Knowledge-infused time-to-event models for predicting incidence and progression of disease

Principal Investigator: Dr David Selby
Approved Research ID: 109178
Approval date: December 5th 2023

Lay summary

The goal of this research project is to measure the extent to which different types of data help in predicting the likelihood of contracting certain diseases (or contracting them sooner) and the response to new therapy methods. Much existing research has used electronic health records for this task, using a class of methods known as 'survival analysis' or 'time-to-event' whereas other studies use imaging data or models fitted to different types of -omics data, such as genomics, transcriptomics and proteomics, but do not take account of changing effects over time.

It is common for many datasets to be missing information required to make accurate/precise conclusions.

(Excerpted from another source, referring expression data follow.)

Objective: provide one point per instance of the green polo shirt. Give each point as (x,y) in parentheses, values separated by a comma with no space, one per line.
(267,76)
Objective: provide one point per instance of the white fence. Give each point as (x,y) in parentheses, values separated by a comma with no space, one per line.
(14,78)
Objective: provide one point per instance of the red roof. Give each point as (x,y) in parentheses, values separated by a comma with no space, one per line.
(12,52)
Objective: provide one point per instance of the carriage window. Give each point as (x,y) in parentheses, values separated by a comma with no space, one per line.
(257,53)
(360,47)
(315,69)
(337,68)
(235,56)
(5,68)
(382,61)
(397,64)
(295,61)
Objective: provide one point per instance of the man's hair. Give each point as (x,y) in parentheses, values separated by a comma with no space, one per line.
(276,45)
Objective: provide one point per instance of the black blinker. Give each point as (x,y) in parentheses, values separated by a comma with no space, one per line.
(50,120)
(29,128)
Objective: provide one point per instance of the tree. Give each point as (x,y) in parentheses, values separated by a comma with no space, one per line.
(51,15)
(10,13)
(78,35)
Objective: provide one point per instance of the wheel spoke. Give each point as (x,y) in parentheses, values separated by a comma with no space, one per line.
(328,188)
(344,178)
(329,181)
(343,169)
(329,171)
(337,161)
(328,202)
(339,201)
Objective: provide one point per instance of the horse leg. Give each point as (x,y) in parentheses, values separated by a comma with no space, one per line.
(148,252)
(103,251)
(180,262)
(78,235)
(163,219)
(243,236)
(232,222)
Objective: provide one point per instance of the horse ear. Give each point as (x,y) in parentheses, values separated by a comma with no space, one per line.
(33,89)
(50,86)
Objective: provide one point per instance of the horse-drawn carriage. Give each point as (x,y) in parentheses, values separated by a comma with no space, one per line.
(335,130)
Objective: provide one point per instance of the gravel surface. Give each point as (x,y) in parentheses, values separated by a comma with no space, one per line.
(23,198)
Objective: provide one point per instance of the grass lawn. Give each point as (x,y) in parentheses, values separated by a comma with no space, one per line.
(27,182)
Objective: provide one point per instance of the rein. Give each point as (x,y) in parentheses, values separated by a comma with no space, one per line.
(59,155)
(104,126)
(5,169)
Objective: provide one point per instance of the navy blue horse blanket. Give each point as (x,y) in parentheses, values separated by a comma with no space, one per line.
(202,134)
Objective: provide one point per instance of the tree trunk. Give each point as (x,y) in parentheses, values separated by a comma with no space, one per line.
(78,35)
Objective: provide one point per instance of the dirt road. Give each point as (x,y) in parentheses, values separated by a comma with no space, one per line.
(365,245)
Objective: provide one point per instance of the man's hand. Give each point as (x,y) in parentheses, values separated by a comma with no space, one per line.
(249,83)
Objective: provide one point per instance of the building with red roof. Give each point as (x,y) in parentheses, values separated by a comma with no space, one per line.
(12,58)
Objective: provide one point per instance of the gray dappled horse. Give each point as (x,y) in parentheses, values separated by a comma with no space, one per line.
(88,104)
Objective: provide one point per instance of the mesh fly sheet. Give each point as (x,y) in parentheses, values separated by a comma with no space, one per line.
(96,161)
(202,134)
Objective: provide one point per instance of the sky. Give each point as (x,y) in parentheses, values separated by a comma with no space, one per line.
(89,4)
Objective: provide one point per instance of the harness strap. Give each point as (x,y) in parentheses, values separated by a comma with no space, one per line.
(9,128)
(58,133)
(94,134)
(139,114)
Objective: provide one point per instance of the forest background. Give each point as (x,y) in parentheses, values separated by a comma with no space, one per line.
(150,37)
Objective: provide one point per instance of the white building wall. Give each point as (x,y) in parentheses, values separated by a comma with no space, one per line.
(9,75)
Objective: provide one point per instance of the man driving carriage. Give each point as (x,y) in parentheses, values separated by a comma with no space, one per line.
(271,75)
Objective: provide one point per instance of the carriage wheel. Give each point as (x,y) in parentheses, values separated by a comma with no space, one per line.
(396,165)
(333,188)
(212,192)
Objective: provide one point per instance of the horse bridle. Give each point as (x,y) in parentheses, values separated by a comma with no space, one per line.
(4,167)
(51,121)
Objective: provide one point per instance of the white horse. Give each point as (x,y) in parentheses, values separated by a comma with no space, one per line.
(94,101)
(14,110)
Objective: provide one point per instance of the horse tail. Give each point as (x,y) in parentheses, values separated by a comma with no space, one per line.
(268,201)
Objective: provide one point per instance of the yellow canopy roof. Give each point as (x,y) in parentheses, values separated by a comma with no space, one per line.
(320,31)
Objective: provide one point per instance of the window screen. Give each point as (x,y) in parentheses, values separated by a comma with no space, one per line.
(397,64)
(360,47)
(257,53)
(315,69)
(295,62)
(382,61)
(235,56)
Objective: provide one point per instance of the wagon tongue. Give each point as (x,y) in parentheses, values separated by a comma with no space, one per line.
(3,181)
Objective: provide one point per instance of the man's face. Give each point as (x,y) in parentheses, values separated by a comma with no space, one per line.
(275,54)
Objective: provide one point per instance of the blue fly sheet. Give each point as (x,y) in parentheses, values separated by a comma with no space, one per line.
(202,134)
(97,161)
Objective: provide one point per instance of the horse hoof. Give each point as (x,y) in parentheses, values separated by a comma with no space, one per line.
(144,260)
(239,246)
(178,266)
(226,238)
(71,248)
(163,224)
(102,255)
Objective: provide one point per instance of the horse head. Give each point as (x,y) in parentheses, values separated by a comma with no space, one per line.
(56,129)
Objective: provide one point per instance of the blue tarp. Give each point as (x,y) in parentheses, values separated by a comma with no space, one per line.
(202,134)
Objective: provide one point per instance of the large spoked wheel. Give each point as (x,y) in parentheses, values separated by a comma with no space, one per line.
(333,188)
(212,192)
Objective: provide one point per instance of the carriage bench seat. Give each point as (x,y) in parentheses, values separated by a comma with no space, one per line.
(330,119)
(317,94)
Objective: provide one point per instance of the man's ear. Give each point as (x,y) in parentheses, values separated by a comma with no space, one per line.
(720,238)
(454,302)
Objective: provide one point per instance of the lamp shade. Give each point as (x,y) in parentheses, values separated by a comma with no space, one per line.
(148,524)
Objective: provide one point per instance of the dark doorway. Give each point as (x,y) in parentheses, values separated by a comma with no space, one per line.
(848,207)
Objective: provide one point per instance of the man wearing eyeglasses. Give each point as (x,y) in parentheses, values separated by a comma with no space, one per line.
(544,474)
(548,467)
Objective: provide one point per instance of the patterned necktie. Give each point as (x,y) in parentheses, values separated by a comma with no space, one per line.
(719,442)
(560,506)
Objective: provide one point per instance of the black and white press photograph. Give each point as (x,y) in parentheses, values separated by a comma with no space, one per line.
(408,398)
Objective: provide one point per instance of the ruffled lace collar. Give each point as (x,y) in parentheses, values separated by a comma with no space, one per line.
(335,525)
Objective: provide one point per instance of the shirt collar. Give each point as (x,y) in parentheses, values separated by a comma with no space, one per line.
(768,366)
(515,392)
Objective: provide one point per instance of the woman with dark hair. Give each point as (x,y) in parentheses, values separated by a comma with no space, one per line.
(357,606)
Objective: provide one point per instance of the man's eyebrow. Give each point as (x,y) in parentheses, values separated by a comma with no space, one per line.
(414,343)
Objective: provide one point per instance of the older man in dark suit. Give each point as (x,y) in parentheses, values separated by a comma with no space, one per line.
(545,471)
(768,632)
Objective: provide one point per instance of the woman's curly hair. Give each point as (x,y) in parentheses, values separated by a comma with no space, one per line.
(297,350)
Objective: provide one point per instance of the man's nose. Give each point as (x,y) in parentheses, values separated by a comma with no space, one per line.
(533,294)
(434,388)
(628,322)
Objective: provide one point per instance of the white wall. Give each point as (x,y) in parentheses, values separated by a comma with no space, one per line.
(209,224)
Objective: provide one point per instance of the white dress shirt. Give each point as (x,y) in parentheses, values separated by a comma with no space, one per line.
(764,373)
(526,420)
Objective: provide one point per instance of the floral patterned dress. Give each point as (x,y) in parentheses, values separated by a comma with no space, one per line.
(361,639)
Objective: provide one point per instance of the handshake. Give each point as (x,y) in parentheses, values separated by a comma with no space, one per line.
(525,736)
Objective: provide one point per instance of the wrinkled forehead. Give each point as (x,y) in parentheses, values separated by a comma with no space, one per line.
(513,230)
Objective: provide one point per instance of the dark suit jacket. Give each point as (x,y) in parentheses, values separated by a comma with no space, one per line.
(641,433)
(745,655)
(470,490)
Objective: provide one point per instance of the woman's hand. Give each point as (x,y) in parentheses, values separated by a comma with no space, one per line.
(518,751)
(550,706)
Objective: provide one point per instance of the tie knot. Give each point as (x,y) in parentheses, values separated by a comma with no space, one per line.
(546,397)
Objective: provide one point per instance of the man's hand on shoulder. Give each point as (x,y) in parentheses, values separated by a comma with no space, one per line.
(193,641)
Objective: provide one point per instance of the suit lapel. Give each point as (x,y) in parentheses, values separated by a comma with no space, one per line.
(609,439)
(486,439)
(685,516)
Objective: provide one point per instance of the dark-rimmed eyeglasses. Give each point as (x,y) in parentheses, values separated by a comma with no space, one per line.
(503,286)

By 'borrowing' information from other datasets, knowledge already available about connections between variables, or even other diseases, we can potentially overcome this issue using machine learning methods.

However, the complexity of the datasets, especially coming from different sources, types or 'modes' means that many methods are computationally intensive to run and the resulting models are hard for clinicians, patients or other stakeholders to interpret. Here we aim to combine methods from different areas, as well as 'transferring' information learnt from one dataset to another, to quantify the extent to which such a mixture of data sources makes predictions more accurate or easier to understand in clinical terms. It is possible that such a combination of data could allow for simpler, more interpretable models.

Many existing machine learning methods can handle large datasets but are designed for classification or regression problems only -- predicting a categorical variable or a continuous value -- but not necessarily for survival analysis -- i.e. predicting when an event is likely to occur. Adaptations of these tools, or certain transformations of the data to turn survival into a classification problem, can allow researchers to use machine learning methods to predict the likely time until an event, or the factors that influence this outcome.

Based on the cumulative expertise of the research group and the track record of previous projects, we are convinced this line of enquiry will provide ready-to-use, transparent/explainable models for evaluating personal risks of disease progress, and, if applicable, likely timelines. Such approaches can be made available to provide timely decision support for health professionals and the general public, allowing for a larger-scale screening of people in the population who may be at (higher) risk, in turn reducing nationwide statistics on late or missed diagnoses.